On November 10, 2015, the Justice Department announced the indictment of four men for a “hacking,” securities fraud, and other crimes. In announcing the indictments, Manhattan U.S. Attorney Preet Bharara said, “The charged crimes showcase a brave new world of hacking for profit. It is no longer hacking merely for a quick payout, but hacking to support a diversified criminal conglomerate. This was hacking as a business model.”
The indictment alleges that the conspirators used servers in Egypt, the Czech Republic, South Africa, Brazil and other countries as a launchpad to attack some of the largest financial firms based in the U.S. The indictment alleges that the defendants “hacked” networks, stole customer data about tens of millions of people and used the stolen data to run a massive stock manipulation scheme. But making millions of dollars from stock fraud wasn’t enough — so, it is alleged, they also ran other criminal businesses including Internet gambling, malware distribution, bogus online products businesses, and an illegal Bitcoin exchange.
One of the challenges faced by criminals running long-term criminal enterprises is that the good guys have tools to find criminals. One of these tools is intelligence. Realizing that the good guys use credit cards to run transactions to find fraudulent vendors, paragraph 34 of the indictment details how these criminals “hacked” into an intelligence vendor and used this access to determine the credit cards used in the intelligence investigations. By knowing which credit cards were used by investigators, the bad guys simply blacklisted these credit cards to deprive investigators of the evidence they needed. The Justice Department posted the indictment.
Good guys have their forensic big data tools.

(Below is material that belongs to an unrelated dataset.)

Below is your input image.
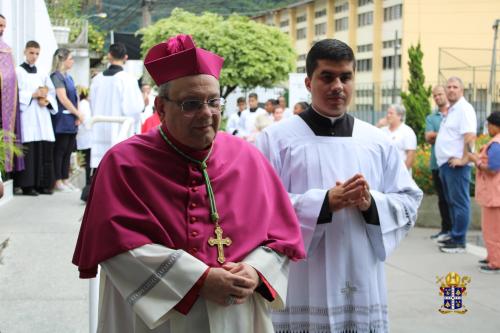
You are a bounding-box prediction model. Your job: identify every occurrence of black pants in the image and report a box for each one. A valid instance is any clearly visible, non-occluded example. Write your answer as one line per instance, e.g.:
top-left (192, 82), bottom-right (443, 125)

Bad guys counter this using anti-forensics in which the bad guys manipulate the data that feeds these forensic tools. In this indictment, the bad guys shut off the data. In the Neiman Marcus breach the bad guys intentionally triggered alarms that looked like normal event traffic, correctly anticipating that the defenders would treat their alarms as normal events — hiding in plain sight. This is merely the cyber-equivalent of stolen licence plates, blending into the crowd, ski-masks, and fake ID’s. Knowing what data is used by investigators, bad guys manipulate that data to evade detection.